Nonseparable Calkin Algebras

Ye Zhang, University of New Hampshire, Durham

Abstract

Suppose $m$ is an infinite cardinal. In this dissertation$,$ we study $m$-compact operators and $m$-Calkin algebras$,$ which are generalizations of compact operators and Calkin algebras. In chapter 1$,$ we introduce the background and some elementary theory we need in this thesis. In chapter 2$,$ we extend some classical results about compact operators and Calkin algebras. In chapter 3$,$ firstly$,$ the strong operator topology and weak operator topology are extended to $m$-strong operator topology ($m$-SOT) and $m$-weak operator topology ($m$-WOT)$,$ respectively. Then$,$ $m$-SOT and $m$-WOT continuous linear functionals are studied. Finally$,$ we define a new convergence $m(\tau)$ on $B(H)$ and some properties are characterized. In chapter 4$,$ we study linear functionals that annihilate the $m$-compact operators and extend a theorem of J. Glimm. The second half of chapter $4$ is about $m$-numerical range$,$ by using the new convergence defined in chapter 3$,$ we characterize the elements in the $m$-numerical range of an operator. Chapter 5 is on $m$-normal operators (operators whose image under the quotient map is normal in the $m$-Calkin algebra). We prove a nonseparable version of the famous BDF theorem$,$ that is$,$ every $m$-normal operator can be written as a sum of a normal operator and $m$-compact operator.

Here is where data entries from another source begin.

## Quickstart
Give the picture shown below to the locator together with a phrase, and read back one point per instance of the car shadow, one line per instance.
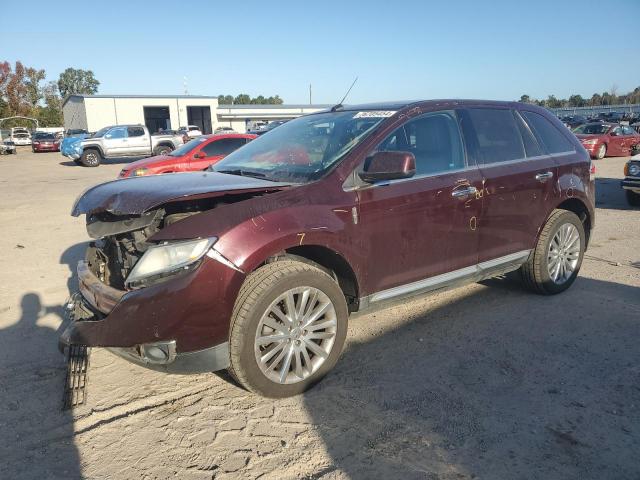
(37, 436)
(610, 195)
(496, 383)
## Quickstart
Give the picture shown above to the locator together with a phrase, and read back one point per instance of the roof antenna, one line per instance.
(339, 105)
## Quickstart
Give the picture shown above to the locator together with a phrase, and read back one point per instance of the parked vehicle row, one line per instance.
(256, 264)
(119, 141)
(608, 139)
(631, 182)
(197, 154)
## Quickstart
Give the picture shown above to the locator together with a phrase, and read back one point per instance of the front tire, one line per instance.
(90, 158)
(633, 198)
(288, 328)
(555, 262)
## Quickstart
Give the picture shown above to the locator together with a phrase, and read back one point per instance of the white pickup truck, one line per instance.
(119, 141)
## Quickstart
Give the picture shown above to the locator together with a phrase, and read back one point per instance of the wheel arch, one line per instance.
(581, 210)
(328, 260)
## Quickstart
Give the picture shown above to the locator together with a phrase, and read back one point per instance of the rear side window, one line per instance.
(434, 139)
(136, 131)
(223, 147)
(552, 138)
(531, 146)
(496, 134)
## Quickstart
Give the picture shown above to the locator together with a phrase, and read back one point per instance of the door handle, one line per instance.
(463, 192)
(542, 177)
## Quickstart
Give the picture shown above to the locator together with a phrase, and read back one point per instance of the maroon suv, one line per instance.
(256, 265)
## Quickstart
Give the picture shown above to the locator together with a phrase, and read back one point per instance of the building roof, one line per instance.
(77, 95)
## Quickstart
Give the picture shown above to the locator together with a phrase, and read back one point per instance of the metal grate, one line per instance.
(75, 388)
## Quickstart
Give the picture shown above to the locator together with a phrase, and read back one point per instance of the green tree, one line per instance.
(577, 101)
(77, 81)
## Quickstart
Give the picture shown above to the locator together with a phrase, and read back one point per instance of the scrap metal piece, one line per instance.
(75, 388)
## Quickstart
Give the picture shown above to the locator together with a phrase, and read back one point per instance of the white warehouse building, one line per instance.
(170, 112)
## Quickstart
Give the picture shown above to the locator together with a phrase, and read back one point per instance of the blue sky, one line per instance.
(399, 50)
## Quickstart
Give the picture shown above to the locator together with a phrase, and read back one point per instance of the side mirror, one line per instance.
(388, 166)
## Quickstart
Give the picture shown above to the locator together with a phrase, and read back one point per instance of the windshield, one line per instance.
(592, 129)
(187, 147)
(302, 150)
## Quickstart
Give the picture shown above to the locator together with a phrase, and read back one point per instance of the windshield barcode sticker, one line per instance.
(375, 114)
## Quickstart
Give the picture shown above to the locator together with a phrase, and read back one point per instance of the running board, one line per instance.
(456, 278)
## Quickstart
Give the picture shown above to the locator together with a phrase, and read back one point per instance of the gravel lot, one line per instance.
(487, 381)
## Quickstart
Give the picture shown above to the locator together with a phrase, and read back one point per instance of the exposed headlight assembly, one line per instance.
(168, 259)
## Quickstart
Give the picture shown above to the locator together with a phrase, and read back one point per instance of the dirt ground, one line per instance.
(487, 381)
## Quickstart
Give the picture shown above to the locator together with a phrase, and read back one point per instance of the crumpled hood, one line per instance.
(134, 196)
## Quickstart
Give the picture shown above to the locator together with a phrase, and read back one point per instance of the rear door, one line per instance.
(424, 226)
(139, 141)
(517, 180)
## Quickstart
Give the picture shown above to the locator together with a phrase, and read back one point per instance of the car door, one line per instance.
(424, 226)
(115, 142)
(215, 151)
(616, 142)
(631, 139)
(139, 142)
(516, 183)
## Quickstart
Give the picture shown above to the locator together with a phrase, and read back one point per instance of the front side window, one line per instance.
(552, 138)
(223, 146)
(304, 149)
(495, 135)
(117, 133)
(433, 139)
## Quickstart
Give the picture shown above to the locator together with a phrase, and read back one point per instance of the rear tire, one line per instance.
(90, 158)
(162, 150)
(553, 265)
(633, 198)
(270, 334)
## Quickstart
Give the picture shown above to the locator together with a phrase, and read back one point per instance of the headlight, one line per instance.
(168, 258)
(139, 172)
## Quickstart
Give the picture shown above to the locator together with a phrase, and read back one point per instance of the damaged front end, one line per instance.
(162, 304)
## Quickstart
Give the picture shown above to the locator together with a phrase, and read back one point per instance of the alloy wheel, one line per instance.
(564, 253)
(295, 335)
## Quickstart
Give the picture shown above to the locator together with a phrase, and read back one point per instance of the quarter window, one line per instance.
(496, 134)
(136, 131)
(223, 146)
(115, 133)
(434, 140)
(552, 138)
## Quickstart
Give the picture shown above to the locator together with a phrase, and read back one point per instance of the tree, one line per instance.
(77, 81)
(577, 101)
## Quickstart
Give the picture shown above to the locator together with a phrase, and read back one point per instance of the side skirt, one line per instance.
(446, 281)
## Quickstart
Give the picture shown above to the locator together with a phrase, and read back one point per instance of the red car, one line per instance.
(255, 265)
(607, 139)
(45, 142)
(196, 154)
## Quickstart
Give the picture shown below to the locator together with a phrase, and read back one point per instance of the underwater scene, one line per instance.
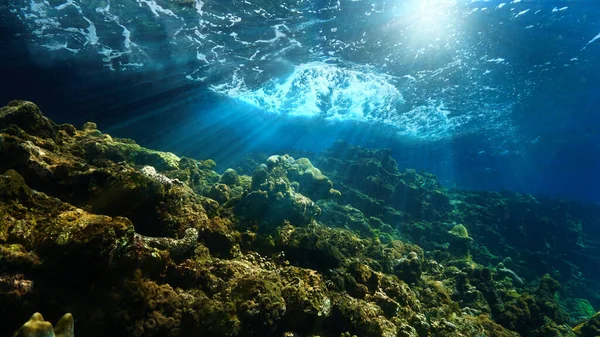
(300, 168)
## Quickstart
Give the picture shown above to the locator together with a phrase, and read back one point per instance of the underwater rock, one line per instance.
(460, 241)
(591, 328)
(176, 247)
(408, 268)
(272, 200)
(37, 327)
(230, 177)
(85, 218)
(28, 117)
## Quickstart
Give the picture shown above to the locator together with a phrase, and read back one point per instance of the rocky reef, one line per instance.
(137, 242)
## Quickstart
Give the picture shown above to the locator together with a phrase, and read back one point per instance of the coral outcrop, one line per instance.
(144, 243)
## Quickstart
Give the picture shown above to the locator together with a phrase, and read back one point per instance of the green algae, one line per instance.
(278, 252)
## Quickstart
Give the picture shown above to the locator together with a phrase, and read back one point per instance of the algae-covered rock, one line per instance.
(28, 117)
(591, 328)
(127, 239)
(460, 241)
(37, 327)
(272, 200)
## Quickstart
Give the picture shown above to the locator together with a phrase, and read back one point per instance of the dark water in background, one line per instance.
(485, 94)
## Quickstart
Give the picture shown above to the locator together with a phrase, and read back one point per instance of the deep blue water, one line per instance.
(485, 94)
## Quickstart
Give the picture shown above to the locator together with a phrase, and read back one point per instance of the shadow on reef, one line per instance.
(143, 243)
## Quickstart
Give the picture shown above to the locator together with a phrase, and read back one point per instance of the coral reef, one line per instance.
(143, 243)
(37, 327)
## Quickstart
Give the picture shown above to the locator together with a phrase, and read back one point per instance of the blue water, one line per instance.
(485, 94)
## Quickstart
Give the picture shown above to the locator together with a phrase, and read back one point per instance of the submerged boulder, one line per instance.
(37, 327)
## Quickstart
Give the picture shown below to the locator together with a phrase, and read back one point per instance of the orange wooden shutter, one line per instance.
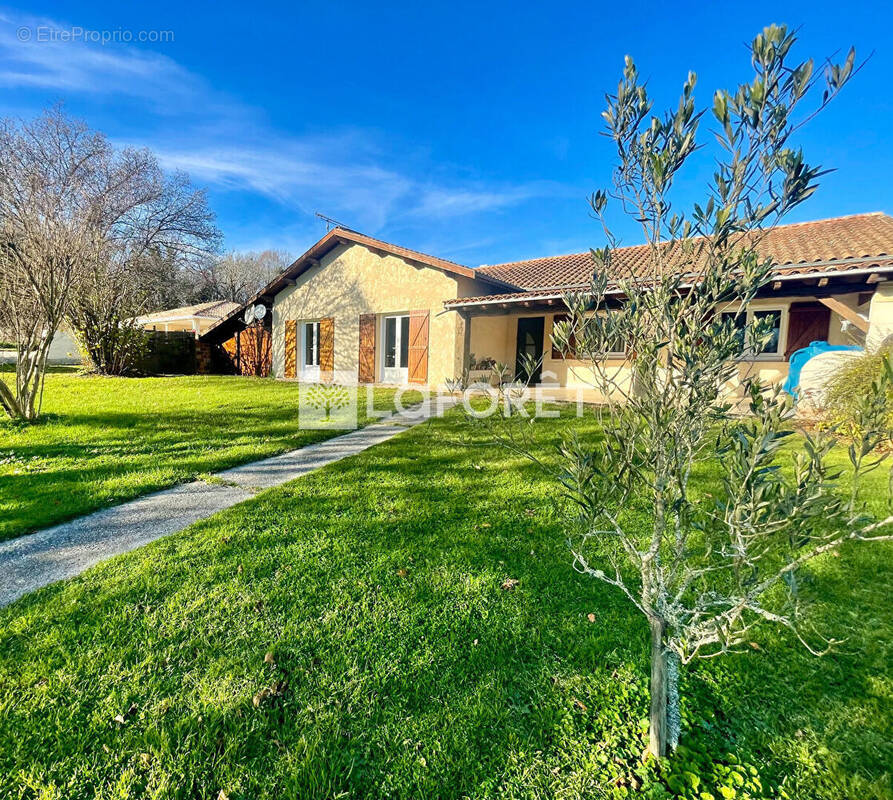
(327, 348)
(291, 348)
(418, 346)
(366, 362)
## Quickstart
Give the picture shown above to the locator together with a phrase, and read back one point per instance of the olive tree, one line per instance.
(703, 569)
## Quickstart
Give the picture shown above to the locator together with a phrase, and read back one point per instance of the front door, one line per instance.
(395, 358)
(807, 322)
(530, 343)
(310, 352)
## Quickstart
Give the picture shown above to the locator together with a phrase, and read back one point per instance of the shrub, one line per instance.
(847, 390)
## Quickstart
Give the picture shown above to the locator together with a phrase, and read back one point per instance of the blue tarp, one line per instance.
(801, 356)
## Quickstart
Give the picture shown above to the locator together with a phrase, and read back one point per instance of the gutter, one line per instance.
(559, 295)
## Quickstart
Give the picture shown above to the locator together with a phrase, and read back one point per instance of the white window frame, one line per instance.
(309, 372)
(782, 309)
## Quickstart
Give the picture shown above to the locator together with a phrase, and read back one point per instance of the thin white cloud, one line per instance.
(368, 195)
(33, 57)
(348, 174)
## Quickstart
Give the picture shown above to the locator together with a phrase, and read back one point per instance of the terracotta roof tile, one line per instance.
(215, 309)
(858, 241)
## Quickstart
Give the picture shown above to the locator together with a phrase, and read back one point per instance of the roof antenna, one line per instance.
(332, 223)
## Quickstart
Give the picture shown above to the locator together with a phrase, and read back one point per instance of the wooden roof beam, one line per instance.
(843, 310)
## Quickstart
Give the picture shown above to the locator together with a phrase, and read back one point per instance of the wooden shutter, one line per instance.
(291, 348)
(366, 361)
(327, 348)
(807, 322)
(418, 346)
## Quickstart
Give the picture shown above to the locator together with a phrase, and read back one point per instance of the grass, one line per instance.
(106, 440)
(398, 667)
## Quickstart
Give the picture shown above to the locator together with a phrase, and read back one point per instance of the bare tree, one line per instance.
(167, 224)
(53, 179)
(703, 570)
(237, 276)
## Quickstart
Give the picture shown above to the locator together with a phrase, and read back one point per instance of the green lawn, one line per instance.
(400, 668)
(106, 440)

Also$,$ we generalize the Weyl-von Neumann-Berg theorem. In chapter 6$,$ we investigate the ultraproducts of $M_{n}(\mathbb{C})$'s. We give characterizations for compact operators and Fredholm operators in these ultraproducts$,$ which are different from the classical cases. Also$,$ we study the maximal chains of projections in the ultraproduct algebra. It is proved that all maximal chains of projections in the ultraproduct algebra$,$ modulo the compact operators$,$ are order isomorphic if we assume the continuum hypothesis.